I was thinking about creating a collection of pictures off the Internet – positions, women, costumes, whatever – to give to Dee as “things that turn me on,” but I’m not really an online person. After hours of staring at my work computer, I lack the ambition to do it at home (which makes no sense, since I do watch TV in the evening), and i can't exactly do that kind of thing on the clock…
[Another irony – Dee can spend hours on her computer at home, and yet gives me a bit of grief over wasting an evening watching TV. Other than the size of the screen...]
…Plus, I’m still very uncomfortable with the idea of talking to Dee about other women. When she points out a hot body, I don’t feel free to agree. Before leaving this past weekend, she teasingly asked who I’d invite over. I avoided jest (“the high school cheerleading squad, of course…”), and spoke only the sober truth (“nobody”) while worrying what might happen if she thought I was lying.

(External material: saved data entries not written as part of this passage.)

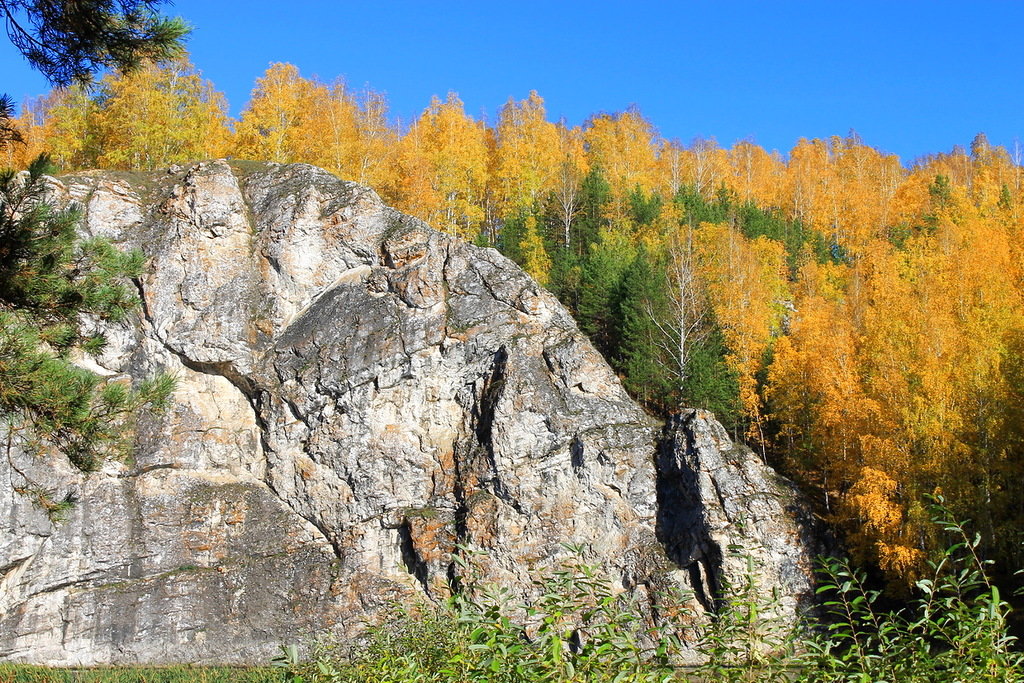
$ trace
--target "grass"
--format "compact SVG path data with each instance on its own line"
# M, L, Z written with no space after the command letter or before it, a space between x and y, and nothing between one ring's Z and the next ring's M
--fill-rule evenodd
M269 667L168 666L51 669L27 664L0 664L0 683L279 683L279 669Z

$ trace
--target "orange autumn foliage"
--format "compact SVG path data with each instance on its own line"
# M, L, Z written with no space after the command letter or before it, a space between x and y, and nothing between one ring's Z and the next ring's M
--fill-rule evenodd
M661 138L635 108L582 126L549 121L536 92L510 98L490 126L450 93L402 127L388 119L384 95L287 64L257 81L232 131L197 74L147 74L112 82L106 99L69 90L28 106L17 122L28 145L8 148L4 161L48 151L66 169L152 168L186 154L168 150L187 150L313 163L466 239L500 243L506 224L522 219L514 247L552 287L558 250L576 259L565 277L578 285L587 254L628 265L641 244L664 253L690 225L681 193L728 198L718 222L692 221L693 244L747 438L894 581L925 560L920 501L940 489L1019 558L1010 540L1024 528L1019 149L978 136L904 166L856 134L801 139L787 154L746 140L684 144ZM202 105L190 126L209 134L170 124L119 132L131 129L133 108L157 111L186 79ZM197 137L205 147L184 145ZM609 196L600 215L585 216L584 182L597 170ZM637 217L637 197L660 207L654 219ZM784 236L744 234L745 206L820 244L790 253Z

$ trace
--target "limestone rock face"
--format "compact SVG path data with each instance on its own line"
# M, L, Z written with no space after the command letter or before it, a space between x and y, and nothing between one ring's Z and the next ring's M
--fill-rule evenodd
M132 456L88 476L0 458L0 653L47 664L265 662L396 599L583 545L624 590L710 607L741 571L812 589L791 488L712 416L645 415L548 292L492 249L311 166L207 162L54 183L142 249L134 321L83 364L177 377ZM41 496L77 501L51 521Z

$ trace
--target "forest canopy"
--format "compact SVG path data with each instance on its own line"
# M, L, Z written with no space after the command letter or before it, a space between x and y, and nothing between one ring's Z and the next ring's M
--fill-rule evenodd
M184 56L25 103L23 146L67 171L234 156L322 166L495 246L576 314L652 411L714 410L798 479L860 559L911 582L941 494L1020 565L1021 150L979 134L907 167L856 134L662 138L639 110L496 120L455 93L405 126L386 97L273 64L238 120Z

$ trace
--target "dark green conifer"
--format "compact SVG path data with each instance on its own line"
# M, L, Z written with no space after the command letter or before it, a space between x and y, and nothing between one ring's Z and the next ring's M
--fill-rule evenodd
M590 245L597 242L601 228L608 224L605 208L611 201L612 188L604 177L600 166L590 169L580 185L580 212L573 223L576 232L573 243L577 253L586 253Z
M628 235L606 230L590 245L580 265L576 317L605 358L618 356L620 284L635 254Z
M620 342L617 365L630 393L657 412L679 407L666 360L666 337L659 320L668 316L664 269L641 247L622 276L619 294Z
M28 62L66 86L179 54L189 28L156 13L164 1L0 0L0 14ZM0 148L20 142L13 115L10 98L0 97ZM45 201L50 171L45 156L25 173L0 171L0 419L90 471L124 445L125 422L166 401L174 383L158 375L129 387L71 362L72 352L106 343L89 327L121 321L138 305L124 280L143 259L104 239L79 240L79 213Z
M181 53L189 32L163 17L165 0L0 0L7 35L25 59L58 86L88 82L102 69L130 71Z
M143 259L105 239L79 240L78 211L44 201L49 169L43 156L25 173L0 172L0 417L89 471L123 445L126 420L165 401L173 382L161 375L131 388L71 362L75 350L103 349L95 322L119 322L138 305L124 279Z
M661 215L661 195L652 192L648 197L638 185L629 193L629 213L637 225L650 225Z
M708 336L694 348L686 367L682 403L704 408L734 434L743 415L740 383L736 371L725 361L722 329L712 322Z

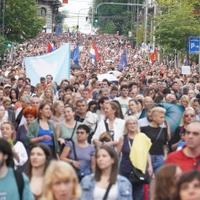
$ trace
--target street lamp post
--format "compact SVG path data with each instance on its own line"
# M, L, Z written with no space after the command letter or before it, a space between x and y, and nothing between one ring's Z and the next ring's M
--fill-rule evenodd
M2 36L4 36L4 32L5 32L5 0L2 0L0 2L0 12L1 12L1 34Z
M81 8L79 11L78 11L78 16L77 16L77 27L79 28L79 17L80 17L80 12L82 10L89 10L88 8Z
M144 16L144 42L147 41L147 24L148 24L148 1L145 1L145 4L140 3L116 3L116 2L102 2L97 4L95 13L97 14L98 8L102 5L119 5L119 6L140 6L145 8L145 16ZM92 16L93 18L94 16Z

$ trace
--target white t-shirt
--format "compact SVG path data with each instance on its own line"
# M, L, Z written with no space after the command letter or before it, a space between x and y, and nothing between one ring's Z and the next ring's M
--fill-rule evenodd
M94 187L93 200L102 200L107 188L101 188L97 185ZM107 199L117 200L118 199L118 186L117 184L112 185L108 193Z
M123 115L126 114L127 110L128 110L128 102L131 98L127 97L127 98L123 98L123 97L117 97L115 98L115 100L117 100L121 106L122 109L122 113Z

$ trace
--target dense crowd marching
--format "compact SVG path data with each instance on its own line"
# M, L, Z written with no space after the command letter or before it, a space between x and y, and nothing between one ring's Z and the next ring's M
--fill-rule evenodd
M79 44L79 66L33 86L23 58L49 42ZM11 53L0 69L0 200L200 199L197 64L183 75L117 34L42 33ZM115 81L99 78L108 72Z

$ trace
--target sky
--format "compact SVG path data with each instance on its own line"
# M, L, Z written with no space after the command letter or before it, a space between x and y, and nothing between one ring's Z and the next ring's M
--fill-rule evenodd
M64 23L68 27L77 26L81 32L90 32L91 25L86 21L89 8L92 7L93 0L68 0L68 4L63 4L61 10L67 10L68 17Z

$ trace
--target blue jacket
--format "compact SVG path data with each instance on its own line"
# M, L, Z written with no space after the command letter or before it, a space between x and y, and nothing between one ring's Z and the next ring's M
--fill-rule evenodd
M125 177L117 176L118 200L133 200L132 185ZM82 196L81 200L93 200L93 191L95 187L94 174L85 176L81 181Z

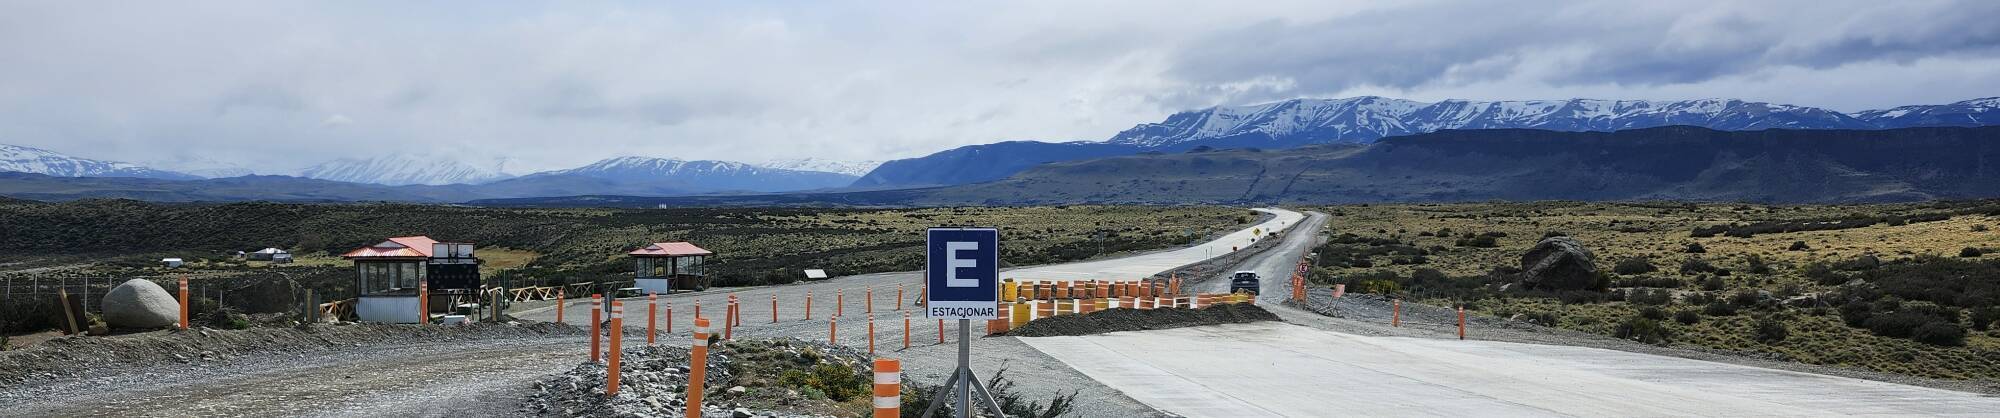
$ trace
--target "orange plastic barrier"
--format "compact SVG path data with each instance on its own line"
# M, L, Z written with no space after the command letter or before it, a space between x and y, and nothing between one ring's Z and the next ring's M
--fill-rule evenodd
M625 302L611 301L611 364L605 366L604 396L618 396L621 342L625 340Z
M562 310L556 310L556 322L562 322ZM181 276L181 329L188 329L188 278Z
M896 359L875 359L875 418L903 416L903 364Z
M602 355L601 349L603 347L599 346L600 343L598 343L597 341L598 338L600 337L599 334L603 334L597 331L597 323L604 320L602 314L600 314L600 312L603 311L604 308L602 306L598 306L598 304L604 303L604 298L602 296L604 295L600 294L590 295L590 362L592 363L596 363L599 361L599 359L602 358L598 356Z
M701 418L702 384L708 380L708 320L694 319L694 347L688 350L688 418Z

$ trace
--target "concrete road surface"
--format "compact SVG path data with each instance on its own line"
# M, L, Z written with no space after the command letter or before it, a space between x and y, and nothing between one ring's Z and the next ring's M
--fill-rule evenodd
M1285 323L1023 338L1149 406L1246 416L1993 416L2000 398L1595 348Z
M1250 228L1231 232L1228 235L1192 247L1158 251L1115 259L1084 261L1077 263L1052 264L1021 268L1000 272L1002 279L1014 280L1132 280L1159 274L1202 260L1228 254L1236 248L1249 247L1255 243L1254 233L1270 234L1298 225L1304 214L1284 209L1256 209L1273 215L1262 223Z

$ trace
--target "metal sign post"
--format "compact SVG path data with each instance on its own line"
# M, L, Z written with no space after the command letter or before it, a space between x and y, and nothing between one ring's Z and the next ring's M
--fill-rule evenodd
M1000 310L1000 231L993 228L931 228L925 235L926 288L924 315L958 320L958 369L931 394L924 416L937 414L946 398L957 399L953 411L972 416L972 399L995 416L1005 416L993 393L972 372L972 320L994 319Z

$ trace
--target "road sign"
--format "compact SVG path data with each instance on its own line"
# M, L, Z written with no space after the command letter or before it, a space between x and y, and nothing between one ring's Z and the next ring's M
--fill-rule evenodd
M1000 231L993 228L931 228L925 235L929 318L999 317Z

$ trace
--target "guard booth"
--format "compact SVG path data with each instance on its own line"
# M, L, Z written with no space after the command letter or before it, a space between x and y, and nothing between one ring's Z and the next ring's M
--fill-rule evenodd
M714 252L686 242L656 242L625 253L632 256L634 286L644 293L708 290L704 266Z
M438 242L425 236L396 237L347 254L354 262L354 315L364 322L427 322L418 314L417 284L430 290L432 305L454 295L479 293L479 259L471 243ZM422 312L432 312L425 307Z

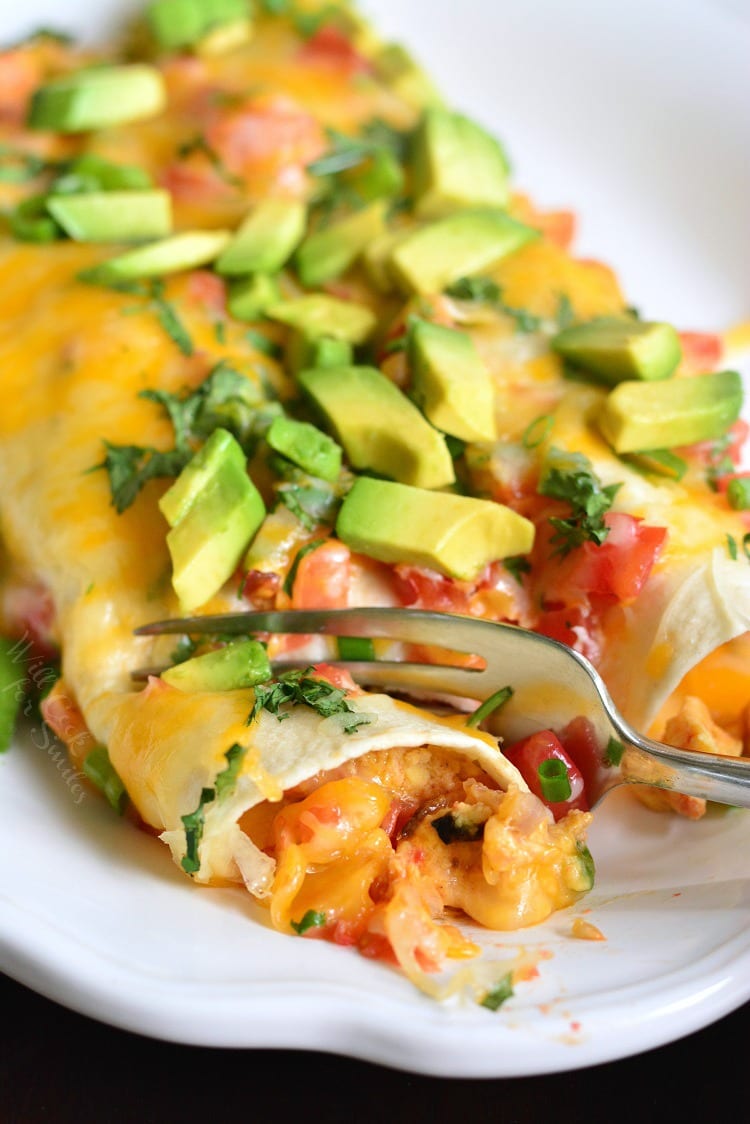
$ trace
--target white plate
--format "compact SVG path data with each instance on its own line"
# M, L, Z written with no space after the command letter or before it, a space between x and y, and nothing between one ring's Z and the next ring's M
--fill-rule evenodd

I feel this way not just because Dee is naturally jealous, but because, even as she’s begun exploring new experiences, she refers to any potential interaction I might have with anyone else as “an issue” which she’ll “have to deal with.” This tells me that I should still avoid paying attention to the physical qualities of others… and NEVER comment on them! I’ve been on the receiving end of her jealousy before, and it isn’t particularly fun. And this is also a concern which we are currently discussing both in person, and through email…
[I don’t think this is odd, but perhaps a little sad… I think both of us – and a lot of other couples as well – are sometimes better able to communicate via email. For myself, I find it’s sometimes easier to write, rewrite, rephrase, reword… and sometimes just DELETE, while pondering what I really want to say over time, rather than fumbling to find the right words, words that aren’t there, in the midst of a conversation!]
… And I myself am noodling over some thoughts I haven’t yet shared with Dee (though my withholding these thoughts is not to Dee’s liking). Hopefully she trusts me when I say it’s best that I noodle on my own, and not share my ponderings with her… at least, not yet.